The gunfire continued for a few seconds before shouts of “Cease fire!” and “Hold your fire!” began to echo through the hallway. The men who faced Pyragy kept their distance, maintaining cover, wary of some trick. Pyragy did not kid himself. A sniper would be lining him up for a shot the second he stuck his head out from behind the planter. He would not let them assassinate him. It was said among his people that American police often simply killed their victims this way, after a surrender. Weak as they were, they were also corrupt, and the Americans could not be trusted not to murder unarmed men, women and children if given the opportunity. Some small part of Pyragy’s brain wondered if perhaps the bomb he had just planted in this shopping mall would not also kill unarmed men, women and children…but he crushed that thought before it could grow too loud.

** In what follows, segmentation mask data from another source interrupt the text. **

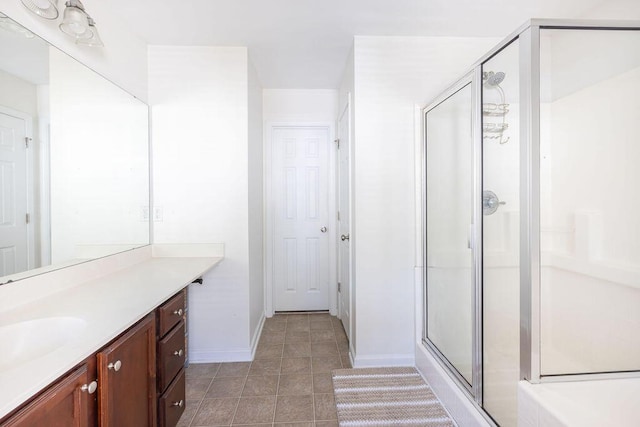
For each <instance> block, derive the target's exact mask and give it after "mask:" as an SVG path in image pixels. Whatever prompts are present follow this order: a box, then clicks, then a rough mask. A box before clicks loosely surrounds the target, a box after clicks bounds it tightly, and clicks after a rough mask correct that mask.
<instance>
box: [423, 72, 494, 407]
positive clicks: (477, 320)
mask: <svg viewBox="0 0 640 427" xmlns="http://www.w3.org/2000/svg"><path fill="white" fill-rule="evenodd" d="M481 82H482V75H481V69H480V67H475V68H474V69H472V70H471V71H470V72H468V73H467V74H465V75H464V76H463V77H462V78H460V79H458V80H457V81H456V82H455V83H454V84H453V85H451V86H449V88H447V89H446V90H445V91H443V92H442V93H441V94H440V96H438V97H437V98H435V99H434V100H433V101H432V102H431V103H430V104H429V105H428V106H427V107H425V108H424V109H423V110H422V117H423V118H424V117H425V115H426V114H427V112H429V111H430V110H432V109H434V108H435V107H437V106H438V105H440V104H442V103H443V102H445V101H446V100H447V99H449V98H450V97H451V96H453V95H455V94H456V93H457V92H458V91H460V90H461V89H463V88H465V87H466V86H469V85H470V86H471V93H472V96H471V99H472V101H471V102H472V104H473V105H479V103H480V102H481V97H482V93H481V92H482V84H481ZM472 111H473V117H472V128H471V135H472V140H473V167H474V172H473V190H472V192H473V199H474V200H477V199H478V198H479V197H481V194H482V176H481V171H482V168H481V166H482V155H481V147H482V120H481V115H482V113H481V110H480V109H478V108H474V109H473V110H472ZM423 132H424V135H425V138H426V133H427V122H426V120H424V123H423ZM478 142H479V144H478ZM426 162H427V157H426V147H425V149H424V150H423V152H422V167H423V169H422V170H423V174H422V200H424V201H426V200H427V178H426V170H427V163H426ZM476 205H477V206H476ZM476 205H474V206H473V214H472V216H473V226H472V228H471V230H470V231H471V233H470V245H471V248H472V250H473V249H474V248H475V246H476V242H482V227H481V226H479V223H480V222H481V219H482V206H481V204H476ZM426 221H427V210H426V209H422V223H423V224H426ZM425 230H426V227H425ZM425 233H426V231H425ZM425 233H423V236H422V253H423V254H424V256H425V257H426V254H427V239H426V234H425ZM481 256H482V251H476V250H473V268H472V277H473V282H474V286H473V313H472V319H473V329H472V340H473V342H472V347H473V350H472V383H471V384H468V382H467V381H466V380H465V379H464V377H463V376H462V375H461V374H460V373H459V372H458V370H457V369H456V368H455V367H454V366H453V364H452V363H451V362H449V360H447V358H446V357H445V355H444V354H443V353H442V352H441V351H440V350H439V349H438V347H437V346H436V345H435V344H434V343H433V342H431V341H430V340H429V339H428V337H427V316H428V304H427V293H426V292H425V293H424V301H423V307H424V310H423V326H424V332H423V336H422V343H423V344H424V345H425V347H427V349H428V350H429V351H430V352H431V353H432V354H434V355H436V357H437V359H438V361H439V362H440V363H442V364H443V365H444V366H445V367H446V370H447V372H448V373H449V374H450V375H452V376H453V377H454V378H455V380H456V382H457V383H458V384H459V385H460V386H461V387H462V389H463V391H464V392H465V393H466V395H467V397H469V398H470V399H471V400H472V401H474V402H476V404H478V402H482V369H481V367H482V340H481V339H480V337H481V336H482V322H481V321H480V322H478V320H477V319H478V317H480V320H481V318H482V299H481V298H478V296H479V295H482V293H481V292H482V259H481ZM423 280H424V283H427V268H426V263H425V268H424V272H423Z"/></svg>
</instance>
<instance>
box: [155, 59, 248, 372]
mask: <svg viewBox="0 0 640 427" xmlns="http://www.w3.org/2000/svg"><path fill="white" fill-rule="evenodd" d="M149 71H150V73H149V95H150V96H149V99H150V104H151V108H152V122H153V124H152V135H153V162H154V172H153V175H154V199H155V203H154V204H155V206H157V207H159V208H161V209H162V211H163V221H161V222H156V223H155V230H154V241H155V243H183V242H192V243H207V242H212V243H224V244H225V260H224V262H223V263H221V264H220V265H219V266H217V267H216V268H215V269H213V270H212V271H211V272H209V273H207V274H206V275H205V277H204V280H205V285H204V286H193V287H191V290H190V294H189V298H190V300H189V301H190V302H189V304H190V313H191V315H190V317H189V320H190V326H189V327H190V331H191V332H190V337H191V339H190V358H191V360H192V361H196V362H197V361H216V360H218V361H222V360H248V359H249V358H250V357H251V349H250V341H251V337H252V335H253V334H252V333H251V332H250V329H251V327H252V326H254V325H250V317H252V316H250V311H251V310H250V306H251V307H253V305H252V304H251V303H250V295H251V294H252V289H253V286H250V278H251V276H252V274H251V271H252V270H251V263H252V260H251V259H250V252H251V248H250V246H249V230H250V224H252V225H251V229H252V230H253V229H254V227H258V224H257V222H253V220H251V221H250V218H249V206H250V202H249V197H250V194H251V196H252V197H254V196H256V195H257V193H258V192H259V185H257V186H255V187H254V186H253V184H252V186H251V187H250V186H249V180H250V175H249V170H248V169H249V164H250V163H251V164H252V165H253V164H254V163H258V162H259V155H255V153H253V154H252V155H251V156H249V147H250V146H251V147H252V148H253V147H255V145H256V143H255V131H256V129H255V127H254V125H253V124H255V117H253V116H254V115H256V116H257V109H256V108H255V104H256V102H255V101H254V102H249V101H250V99H252V98H253V97H254V96H255V95H256V92H257V90H256V89H257V88H256V87H255V86H256V82H255V78H251V79H249V77H248V58H247V49H246V48H241V47H178V46H151V47H150V48H149ZM250 80H251V82H252V83H251V84H252V86H253V88H252V90H251V94H252V95H251V98H250V95H249V93H250V91H249V81H250ZM250 103H251V105H252V107H253V108H252V117H253V119H254V120H252V121H251V122H252V126H251V129H252V131H251V135H252V141H251V142H249V129H250V125H249V107H248V105H249V104H250ZM254 155H255V157H254ZM254 175H255V174H254V173H253V172H252V174H251V179H255V176H254ZM250 188H251V189H250ZM255 204H257V202H256V201H255V200H252V201H251V206H254V205H255ZM252 243H253V244H254V245H255V246H253V247H252V248H253V249H254V252H257V251H256V248H257V244H258V243H259V242H258V241H257V240H256V241H253V242H252ZM254 267H255V270H253V273H254V274H255V273H256V271H257V269H258V268H259V266H257V265H254ZM254 278H255V276H254ZM256 286H257V281H256ZM257 299H259V296H258V298H257ZM254 308H255V307H254ZM252 314H255V313H252ZM253 321H254V322H255V316H253Z"/></svg>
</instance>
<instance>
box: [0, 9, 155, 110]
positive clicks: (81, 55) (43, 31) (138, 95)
mask: <svg viewBox="0 0 640 427" xmlns="http://www.w3.org/2000/svg"><path fill="white" fill-rule="evenodd" d="M63 3H64V2H59V10H60V15H61V16H60V17H58V19H57V20H55V21H50V20H46V19H42V18H40V17H38V16H37V15H34V14H33V13H31V12H29V10H28V9H26V8H25V7H24V6H23V5H22V3H21V2H19V1H11V2H9V1H5V2H2V5H1V6H0V11H2V12H3V13H5V14H6V15H7V16H9V17H10V18H13V19H14V20H15V21H18V22H19V23H20V24H22V25H23V26H25V27H27V28H28V29H29V30H31V31H32V32H34V33H35V34H37V35H39V36H40V37H42V38H44V39H45V40H47V41H48V42H50V43H52V44H53V45H55V46H56V47H58V48H60V49H61V50H63V51H64V52H66V53H68V54H69V55H71V56H72V57H74V58H76V59H78V60H79V61H80V62H82V63H83V64H86V65H87V66H89V67H90V68H92V69H93V70H95V71H97V72H98V73H100V74H102V75H104V76H105V77H107V78H108V79H109V80H111V81H113V82H114V83H116V84H117V85H119V86H121V87H122V88H124V89H125V90H127V91H129V92H130V93H132V94H133V95H135V96H136V97H138V98H140V99H141V100H142V101H144V102H146V101H147V44H146V42H145V41H144V40H142V39H141V38H139V37H138V36H136V35H135V34H134V33H133V32H132V31H130V30H129V29H128V28H126V27H125V26H123V25H122V19H121V18H120V17H119V16H118V15H117V13H116V12H114V8H113V6H112V5H111V4H110V3H109V2H105V1H100V0H84V1H83V2H82V3H83V5H84V6H85V9H86V10H87V12H88V13H89V14H90V15H91V16H92V17H93V19H94V20H95V21H96V26H97V28H98V31H99V32H100V36H101V38H102V40H103V41H104V44H105V46H104V47H103V48H92V47H88V46H78V45H76V44H75V42H74V40H73V39H71V38H70V37H68V36H67V35H65V34H64V33H62V32H61V31H60V30H59V29H58V25H59V24H60V21H61V19H62V11H63V10H64V6H63Z"/></svg>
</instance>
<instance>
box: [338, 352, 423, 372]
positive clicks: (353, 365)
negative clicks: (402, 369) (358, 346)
mask: <svg viewBox="0 0 640 427" xmlns="http://www.w3.org/2000/svg"><path fill="white" fill-rule="evenodd" d="M350 353H351V352H350ZM349 356H350V358H351V364H352V365H353V367H354V368H373V367H382V366H415V356H414V355H413V354H376V355H370V356H361V355H356V357H355V358H353V356H352V354H350V355H349Z"/></svg>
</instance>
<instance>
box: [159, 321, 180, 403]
mask: <svg viewBox="0 0 640 427" xmlns="http://www.w3.org/2000/svg"><path fill="white" fill-rule="evenodd" d="M184 344H185V342H184V322H180V323H179V324H178V326H177V327H175V328H174V329H173V330H172V331H171V332H169V334H167V336H166V337H164V338H163V339H161V340H160V341H159V342H158V391H159V392H160V393H161V392H162V391H163V390H164V389H165V388H167V386H168V385H169V383H170V382H171V380H172V379H173V378H174V377H175V376H176V374H177V373H178V371H180V369H182V367H183V366H184V358H185V352H184V350H185V348H184Z"/></svg>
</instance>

“I wish to surrender,” Pyragy yelled again. “I am unarmed. I have thrown away my weapon. Do not kill me.”

“Come out with your hands on your head,” someone shouted back. “Interlace your fingers. Make no sudden moves.”

“I want assurances,” Pyragy shouted. “I will testify. But I want assurances!”

There was no response to this. Finally the instructions to come out with his hands up were repeated. Pyragy knew that he had only a few moments before they started throwing tear gas or perhaps even stun grenades, if they were equipped with such weapons.

He needed to keep his wits about him. He needed to put on a masterful performance, in fact, if he were to carry out his new plan. Perhaps his people would bargain for his release at some subsequent point…or perhaps, when the attacks began in earnest, his release would be demanded as a condition that the bombings stop. He could not dwell on that now. Now, all that mattered was living through this and making sure his enemies focused on him and his dead teammates. They must not suspect the bomb was here.

He glanced back to where he had concealed the device. He hoped again that moving it prematurely had not ruined things.

“All right,” he shouted back. “I am coming out. Please do not shoot.”

A high-pitched whine made him turn, again, toward where he had hidden the bomb.

Three metal spheres, propelled by charges of compressed gas, burst upward into the air, one after the other.

“No—” Pyragy had time to say.

And then there was no more time, ever.